Il vastissimo patrimonio artistico culturale esposto nei musei italiani soffre di scarsa redditività, appannaggio quasi esclusivo di quelli di proprietà privata. Eppure questa immensa ricchezza è il nostro petrolio e, soprattutto, non ci può essere copiato e, quindi, la nostra potenziale competitività resta enorme.
“C’è un tesoro nei musei italiani che lo Stato non riesce a trasformare in guadagni. Si tratta dei servizi aggiuntivi: dalle visite guidate ai libri, dalla ristorazione alla prevendita dei biglietti online, affidate in base a contratti scaduti da anni e prorogati o rappezzati fino ad oggi.
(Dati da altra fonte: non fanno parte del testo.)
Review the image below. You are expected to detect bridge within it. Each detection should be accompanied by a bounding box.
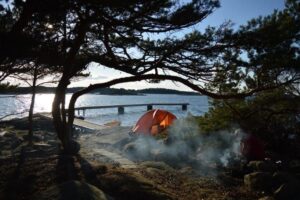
[75,103,189,116]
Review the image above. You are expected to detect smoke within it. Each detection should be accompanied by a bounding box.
[119,116,245,175]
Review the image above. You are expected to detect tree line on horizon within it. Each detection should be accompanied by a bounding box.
[0,84,199,95]
[0,0,299,154]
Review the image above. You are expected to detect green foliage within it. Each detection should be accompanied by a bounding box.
[197,1,300,155]
[197,88,300,151]
[206,0,300,95]
[0,82,18,92]
[196,101,236,133]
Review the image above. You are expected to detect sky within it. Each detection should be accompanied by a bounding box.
[70,0,286,91]
[199,0,285,28]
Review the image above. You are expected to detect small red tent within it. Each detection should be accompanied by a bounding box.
[132,109,177,135]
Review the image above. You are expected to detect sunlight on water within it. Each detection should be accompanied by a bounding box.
[34,94,55,112]
[0,94,209,126]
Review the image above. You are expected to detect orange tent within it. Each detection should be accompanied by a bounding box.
[132,109,177,135]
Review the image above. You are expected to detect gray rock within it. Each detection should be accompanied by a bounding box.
[289,160,300,173]
[289,160,300,168]
[33,143,51,148]
[259,196,275,200]
[47,140,59,146]
[244,172,273,191]
[64,140,80,155]
[247,161,276,172]
[123,141,154,160]
[0,131,8,137]
[123,142,136,153]
[150,149,167,160]
[274,183,300,200]
[272,171,299,189]
[37,180,110,200]
[25,149,43,157]
[141,161,173,171]
[179,166,195,175]
[23,134,44,141]
[10,137,23,149]
[2,131,16,138]
[150,149,177,165]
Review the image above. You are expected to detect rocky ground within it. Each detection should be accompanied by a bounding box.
[0,115,299,200]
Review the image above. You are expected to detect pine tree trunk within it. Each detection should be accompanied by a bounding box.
[28,67,38,144]
[52,80,68,149]
[67,93,79,134]
[52,76,79,154]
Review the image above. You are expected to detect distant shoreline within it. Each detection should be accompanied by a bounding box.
[0,87,201,96]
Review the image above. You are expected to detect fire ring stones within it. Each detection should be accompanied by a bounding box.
[244,172,273,191]
[244,160,300,200]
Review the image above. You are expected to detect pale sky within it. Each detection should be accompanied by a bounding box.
[70,0,286,91]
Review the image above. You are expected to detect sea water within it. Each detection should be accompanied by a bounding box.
[0,94,209,126]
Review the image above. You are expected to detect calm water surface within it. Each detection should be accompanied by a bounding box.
[0,94,209,126]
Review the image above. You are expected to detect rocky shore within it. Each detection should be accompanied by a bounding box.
[1,115,299,200]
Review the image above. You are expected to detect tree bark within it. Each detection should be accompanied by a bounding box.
[28,67,38,144]
[51,18,88,154]
[52,75,72,153]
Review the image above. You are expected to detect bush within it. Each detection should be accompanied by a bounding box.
[196,88,300,156]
A beneficio di pochi privati”. A quanto scrive il settimanale “L’Espresso” in una inchiesta pubblicata nel numero in edicola da venerdì 9 dicembre.
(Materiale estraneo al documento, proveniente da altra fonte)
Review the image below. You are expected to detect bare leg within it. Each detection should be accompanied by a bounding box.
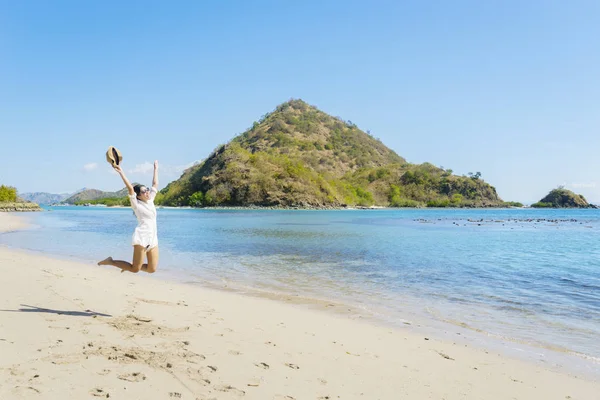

“Le aziende che noleggiano audioguide o vendono t-shirt di Leonardo da Vinci”, secondo il settimanale, “hanno incassato dal 2001 più di mezzo miliardo di euro, ma al ministero hanno versato meno di 75 milioni, neppure il 15%. “Società come il gruppo Civita (che fa capo a Luigi Abete e Gianni Letta), Electa-Mondadori e Coopculture (affiliata alla Lega delle cooperative)”, scrive ancora ‘L’Espresso’, “si spartiscono alcune delle principali cornucopie turistiche nazionali, come il Colosseo o gli scavi di Pompei”.
Sull’argomento il settimanale ha ascoltato anche il ministro Dario Franceschini, il quale ha annunciato: “Voglio trasparenza assoluta.
Dobbiamo finirla con questi monopoli mascherati. Trovo assurdo che lo Stato non partecipi direttamente alla gestione della parte più redditizia dei musei. Penso si debba tornare, almeno in un’opzione di scelta, alla titolarità pubblica”.
E pur considerandola “non ancora pronta”, scrive ancora ‘L’Espresso’, “Franceschini ha già deciso quale sarà la pedina che rappresenterà lo Stato: Ales, una società dal passato tormentato, amministrata da Giuseppe Proietti“.
Criteri e contenuti delle nuove gare per i servizi aggiuntivi, ricorda il settimanale, saranno gestiti dalla Consip, la centrale d’acquisti per la pubblica amministrazione.
“È il progetto più bello e importante dei nostri 18 anni di storia”, ha affermato l’amministratore delegato Consip, Domenico Casalino: “Il nostro obiettivo e’ fare esplodere il fatturato dei monumenti dagli attuali 380 milioni stimati a livello nazionale a due miliardi e mezzo nel 2017”.
Sempre secondo quanto riporta ‘L’Espresso’, nel 2013 a Roma, “fra visite guidate, merchandising, prenotazioni, spuntini e caffè, monumenti e musei statali hanno incassato oltre 17 milioni di euro, ma ben 15 sono rimasti ai concessionari”. Al Colosseo, in particolare, “8 milioni sono stati trattenuti dai concessionari e solo 1,2 milioni sono andati alla Soprintendenza, appena il 13%. Per la Domus Aurea la Soprintendenza ha incassato solo 4 euro su 12 di ogni biglietto emesso. Gli Uffizi, nonostante la mole assicurata di turisti e profitti, trattengono solo il 14,2% dei ricavi e riconoscono ai privati il 25% degli incassi da biglietteria. Ad Arezzo solo un euro ogni 20 incassati dagli affreschi di Piero della Francesca nella basilica di san Francesco va alle casse pubbliche. Il resto va ad un’associazione di imprese composta da Mosaico, Munus e da una cooperativa locale”.